2016-11-11
Another day, another bugfix and feature session. freki now has a better overview (articles). The old system was a little clumsy and screwed up when faced with strange situations. Therefor, the article overview now includes ALL articles ever written. ;)This may seem stupid and not ideal, but for the time being, I am satisfied so far. Because of this changes, I allow myself to increase the version to 0.7. Have fun!
2016-11-10
After some time of fiddling around with Slackware now, I decided to switch back to ArchLinux on my main machine. Partially, because at some point it ended being fun searching for dependencies on Slackware, and partially because I missed pacman. slackpkg did a really good job on Slackware, but could not resolve dependencies.I am not 100% confident that this switch will be permanent. Since Slackware was my first distro to touch about 16 years ago, I learned to really love it. There is much nostalgia involved in this decision. I like the Slackware community, I like how Patrick Volkerding does things and I like the pure simplicity of it. But, as mentioned, then there is pacman ...

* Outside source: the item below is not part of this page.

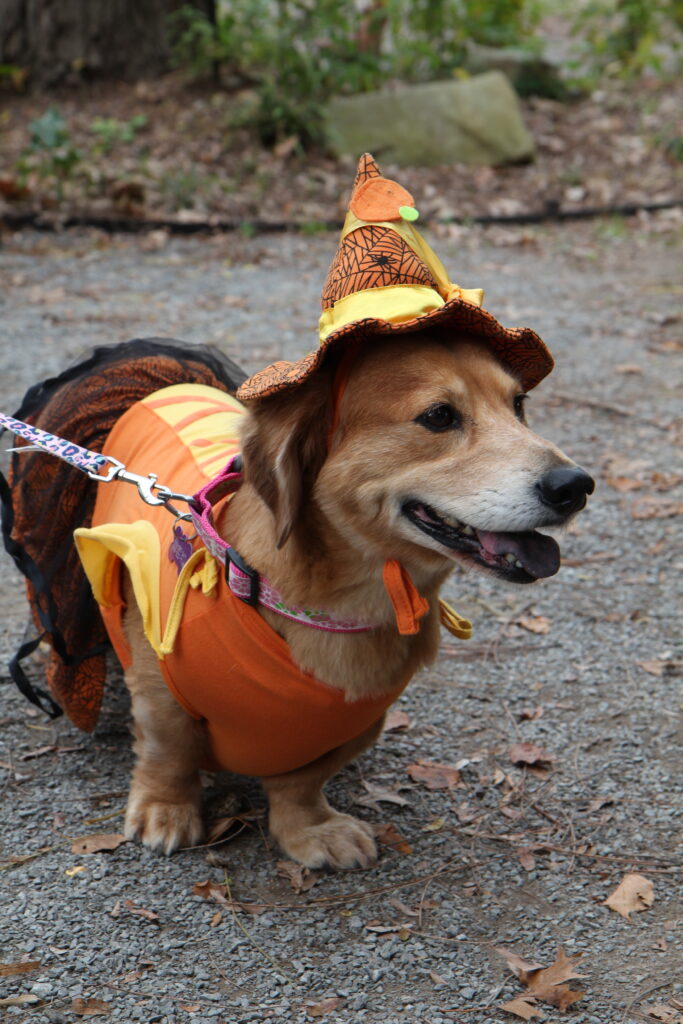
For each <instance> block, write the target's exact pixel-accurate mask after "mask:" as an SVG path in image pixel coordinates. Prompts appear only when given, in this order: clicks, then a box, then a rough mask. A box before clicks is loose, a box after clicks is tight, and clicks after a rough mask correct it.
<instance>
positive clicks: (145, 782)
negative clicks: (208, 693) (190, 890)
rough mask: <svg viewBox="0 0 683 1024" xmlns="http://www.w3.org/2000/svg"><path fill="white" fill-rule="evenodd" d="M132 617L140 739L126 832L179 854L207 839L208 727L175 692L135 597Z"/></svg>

If someone ported pacman to Slackware (slackman ;) ?) I would be first in line to try it and switch back to Slack.
2016-04-27
I am on SlackwareARM on my Raspberry Pi 2 and have the PiNOIR camera connected to it. At first I thought it should be pretty easy to accomplish, but it turned out to be trickier than I thought.At first, I couldn't find reliable information whatsoever, but after some more specific search terms I found a solution that worked.
All these steps are meant to be executed by root
Step 1 - download and install raspberry pi userland tools
cd /usr/src
git clone "https://github.com/raspberrypi/userland.git"
mkdir userland/build
cd userland/build
cmake ..
make
make install
Step 2 - apply permissions to devices
usermod -a -G video
chmod 0660 /dev/vchiq
chgrp video /dev/vchiq
echo 'SUBSYSTEM=="vchiq",GROUP="video",MODE="0660"' > /etc/udev/rules.d/10-vchiq-permissions.rules
Step 3 - Modify library paths
echo "/opt/vc/lib" >> /etc/ld.so.conf
ldconfig
Step 4 - create a file called /etc/profile.d/videocore-paths.sh and edit it like this:
#!/bin/sh
# For root users, ensure that /opt/vc/sbin is in the $PATH.
if [ "`id -u`" = "0" ]; then
echo $PATH | grep /opt/vc/sbin 1> /dev/null 2> /dev/null
if [ ! $? = 0 ]; then
PATH="$PATH:/opt/vc/sbin"
fi
fi
# Add videocore utilities to system $PATH:
PATH="$PATH:/opt/vc/bin"
Step 5 - make it executable
chmod a+x /etc/profile.d/videocore-paths.sh
Step 6 - modify config.txt
echo "gpu_mem=128" >> /boot/config.txt
echo "start_file=start_x.elf" >> /boot/config.txt
echo "fixup_file=fixup_x.dat" >> /boot/config.txt
echo "disable_camera_led=1" >> /boot/config.txt
Please make sure that your config.txt has the new values in it and then reboot and enjoy :)
If everything worked, you can try:
raspistill -o test.jpg
to test if it really worked. If it tells you something about permissions, make sure your user is in the video group.